I raced through the night, faster than I could have ever believed. I tore out of the dreadful tomb, sprinting wildly through the Ashlands. I let my senses guide me, not even blinking my bloodshot, white eyes as animals that would have once attacked me fled at the sight of the creature I had become.
One didn't flee and I lunged at it, vaguely registering that is was a nixhound. But its skin was tough and its blood sour. It was not what I wanted and I flung it from me, killing it with a single swipe of my delicate female hand. I ran on, chasing down the scent drifting on the almost nonexistent breeze.
Then I found him, a young Breton crouched by a campfire. My vision homed in on him, nothing else existed save for that gentle pulse below his jaw. He looked up as I moved into the firelight.

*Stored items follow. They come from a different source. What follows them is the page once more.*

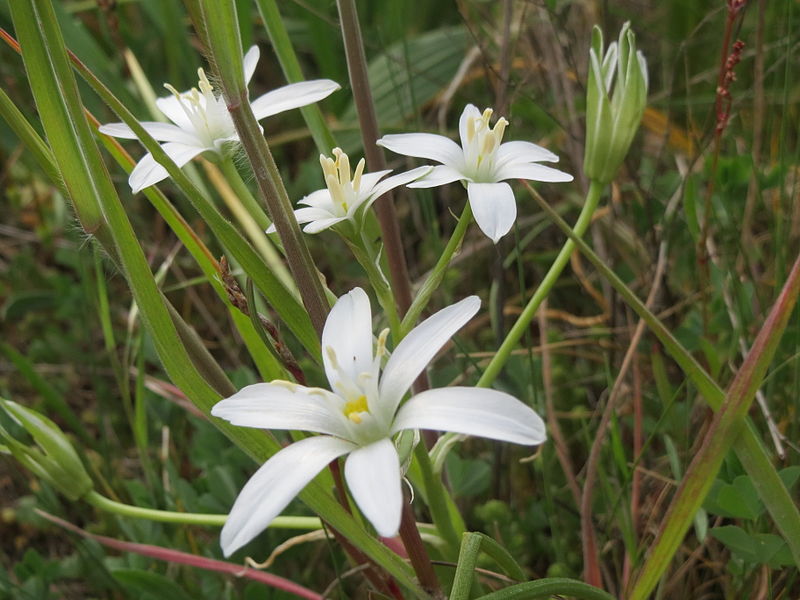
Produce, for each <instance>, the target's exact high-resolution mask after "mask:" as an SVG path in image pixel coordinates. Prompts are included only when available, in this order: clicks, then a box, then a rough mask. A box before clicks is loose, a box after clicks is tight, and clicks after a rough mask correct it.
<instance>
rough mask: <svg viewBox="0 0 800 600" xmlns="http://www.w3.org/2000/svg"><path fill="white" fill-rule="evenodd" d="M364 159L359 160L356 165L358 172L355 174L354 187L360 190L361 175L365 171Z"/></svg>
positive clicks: (355, 188) (357, 189)
mask: <svg viewBox="0 0 800 600" xmlns="http://www.w3.org/2000/svg"><path fill="white" fill-rule="evenodd" d="M365 164H366V163H365V162H364V159H363V158H362V159H361V160H360V161H358V164H357V165H356V173H355V175H353V189H354V190H355V191H356V192H358V191H359V190H360V189H361V175H362V174H363V173H364V165H365Z"/></svg>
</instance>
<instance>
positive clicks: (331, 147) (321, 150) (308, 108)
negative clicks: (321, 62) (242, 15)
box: [256, 0, 336, 156]
mask: <svg viewBox="0 0 800 600" xmlns="http://www.w3.org/2000/svg"><path fill="white" fill-rule="evenodd" d="M256 6H258V12H259V13H260V14H261V18H262V20H263V21H264V28H265V29H266V30H267V34H268V35H269V40H270V42H272V48H273V49H274V50H275V55H276V56H277V57H278V62H279V63H281V69H282V70H283V74H284V75H285V76H286V80H287V81H288V82H289V83H297V82H299V81H304V80H305V77H304V76H303V71H302V69H301V68H300V62H299V61H298V60H297V54H295V51H294V48H293V47H292V42H291V40H290V39H289V33H288V32H287V31H286V25H284V23H283V19H282V18H281V14H280V11H279V10H278V3H277V2H276V0H256ZM300 113H301V114H302V115H303V119H305V121H306V125H307V126H308V130H309V131H310V132H311V137H313V138H314V142H315V143H316V145H317V150H319V151H320V152H321V153H322V154H324V155H326V156H328V155H329V154H330V153H331V150H333V147H334V146H336V141H335V140H334V139H333V135H332V134H331V130H330V128H329V127H328V123H327V122H326V121H325V117H324V116H323V115H322V111H321V110H320V108H319V105H318V104H310V105H308V106H301V107H300Z"/></svg>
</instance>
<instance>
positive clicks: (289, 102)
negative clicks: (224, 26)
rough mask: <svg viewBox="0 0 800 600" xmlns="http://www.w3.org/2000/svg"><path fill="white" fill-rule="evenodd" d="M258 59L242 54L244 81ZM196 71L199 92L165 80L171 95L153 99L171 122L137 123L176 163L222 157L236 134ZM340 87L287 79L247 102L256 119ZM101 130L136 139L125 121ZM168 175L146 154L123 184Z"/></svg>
mask: <svg viewBox="0 0 800 600" xmlns="http://www.w3.org/2000/svg"><path fill="white" fill-rule="evenodd" d="M258 57H259V50H258V46H253V47H252V48H250V50H248V51H247V54H245V55H244V61H243V62H244V77H245V81H246V82H247V83H249V82H250V79H251V78H252V77H253V73H254V72H255V70H256V63H257V62H258ZM197 73H198V76H199V79H200V81H199V82H198V85H197V87H198V88H200V89H199V91H198V89H197V88H192V89H191V90H189V91H188V92H178V91H177V90H176V89H175V88H174V87H172V86H171V85H169V84H164V87H166V88H167V89H168V90H169V91H171V92H172V95H171V96H167V97H166V98H158V99H157V100H156V105H157V106H158V108H159V110H160V111H161V112H162V113H164V115H165V116H166V117H167V118H168V119H169V120H170V121H172V123H158V122H152V121H145V122H142V123H141V125H142V127H144V129H145V130H146V131H147V132H148V133H149V134H150V135H152V136H153V137H154V138H155V139H156V140H158V141H160V142H166V143H165V144H163V145H162V146H161V147H162V148H163V149H164V151H165V152H166V153H167V155H169V157H170V158H171V159H172V160H173V161H174V162H175V164H176V165H178V166H179V167H182V166H183V165H185V164H186V163H187V162H189V161H190V160H192V159H193V158H194V157H195V156H197V155H198V154H201V153H203V152H214V153H216V154H219V155H222V154H223V151H224V148H225V145H226V144H227V143H229V142H238V141H239V134H238V133H236V127H235V126H234V124H233V119H231V116H230V113H229V112H228V108H227V106H226V104H225V99H224V98H223V97H222V95H218V94H216V93H215V90H214V88H213V86H212V85H211V83H210V82H209V81H208V78H207V77H206V74H205V72H204V71H203V69H198V70H197ZM339 87H340V86H339V84H338V83H336V82H335V81H331V80H330V79H316V80H313V81H302V82H300V83H292V84H290V85H286V86H283V87H280V88H278V89H276V90H272V91H271V92H267V93H266V94H264V95H263V96H260V97H258V98H256V99H255V100H253V101H252V102H251V103H250V106H251V107H252V109H253V114H255V117H256V119H258V120H261V119H264V118H265V117H269V116H272V115H275V114H278V113H280V112H283V111H285V110H290V109H292V108H299V107H300V106H306V105H307V104H312V103H314V102H317V101H319V100H322V99H323V98H325V97H326V96H328V95H330V94H331V93H332V92H334V91H336V90H338V89H339ZM173 123H174V124H173ZM100 132H101V133H105V134H106V135H110V136H113V137H118V138H123V139H129V140H132V139H136V137H137V136H136V134H135V133H133V131H132V130H131V128H130V127H128V126H127V125H125V124H124V123H108V124H106V125H102V126H101V127H100ZM167 177H169V174H168V173H167V170H166V169H165V168H164V167H163V166H161V165H160V164H158V163H157V162H156V161H155V159H154V158H153V155H152V154H150V153H149V152H148V153H147V154H145V155H144V157H142V159H141V160H140V161H139V162H138V163H137V165H136V167H135V168H134V169H133V171H132V172H131V174H130V177H129V178H128V183H129V184H130V186H131V190H133V192H134V193H136V192H138V191H139V190H141V189H143V188H146V187H148V186H151V185H153V184H155V183H158V182H159V181H161V180H162V179H166V178H167Z"/></svg>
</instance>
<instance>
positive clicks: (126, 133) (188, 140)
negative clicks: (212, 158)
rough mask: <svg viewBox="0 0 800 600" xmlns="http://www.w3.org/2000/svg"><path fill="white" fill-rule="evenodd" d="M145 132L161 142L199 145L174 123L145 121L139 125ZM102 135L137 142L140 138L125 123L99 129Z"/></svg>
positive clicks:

"Sera?" he asked, a tremor of fear in his voice.
I pounced. He didn't even have time to flinch as my teeth sank easily into his soft flesh. The blood poured into my mouth. Sweet, pure, innocent. The most wonderful thing I had ever experienced. It was laced with his magic, almost like seasoning. This was what I was made for. All those dreams I had, all those plans disappeared as I tasted his warm, beautiful blood. This was what I was meant to do.
As the tangy, copper liquid flowed easily down my throat I closed my eyes, embracing the darkness of my soul.